Keeping children safe as people return to public pools

Writer: Joey Pellegrino
Published: Updated:
Kids jumping into a public pool. Credit: WINK News

As summer heats up, you might head to the pool, but now that we are able to be around more people and pandemic restrictions are easing, that pool trip can increase the chances of a child drowning.

Port Charlotte resident Paul Demello lost his 13-month-old twin boys in a drowning accident.

“My twin boys, Josh and Christian,” Demello said. “And I got a phone call that they were found face-down in a backyard swimming pool in January of 2010.”

Since then, he has made it his life mission to make sure the same thing doesn’t happen to anyone else’s loved ones. Demello founded Just Against Kids Drowning, a nonprofit that builds pool fences and provides swimming lessons for kids.

This year is different from others in terms of pool safety: Since January, more than 4,000 people have moved to Southwest Florida. Some of them may never have owned a pool before and might not know the protocol. And because we are working our way out of a pandemic, more people will be outside and more children will be by bodies of water, so it’s important for all of us to know the simple steps to pool safety.

“The fence should be 4 feet high, you know, 4 to 5 feet high,” Demello said. “You should have a self-closing, self-latching gate on it… your screen doors… for the cage, you know, the locks should be up nice and high. So kids outside can’t get at it. I believe that there was a fence at [his sons’] grandparents’ house. When Josh and Christian got to the pool, they’d be alive today.”

In 2019, Florida ranked as the second deadliest state for kids. In 2021, we’re already the deadliest state so far, with 49 drowning deaths since January. May, alone, had 14, and eight out of 10 drownings in a pool rather than at the beach or a lake.

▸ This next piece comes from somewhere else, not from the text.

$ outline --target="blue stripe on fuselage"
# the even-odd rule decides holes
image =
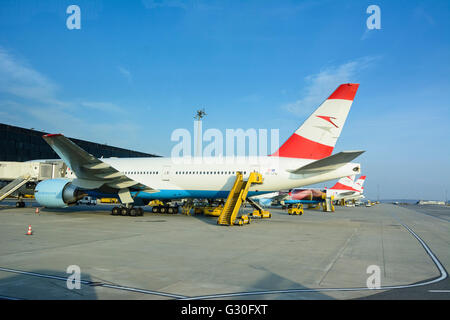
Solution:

Demello suggests having someone fill the role of “water watcher” at your poolside gatherings.

“You know, at the barbecue or the birthday party or the Fourth of July party,” Demello said. “A very special day turns into a very tragic day real quick. Because what happens is everybody thinks that they’re watching the kids and nobody’s watching the kids. So, it’s good to have that one person, the watcher watcher, that one person that watches the kids for 10 to 15 minutes, and then just pass that on to the next person.”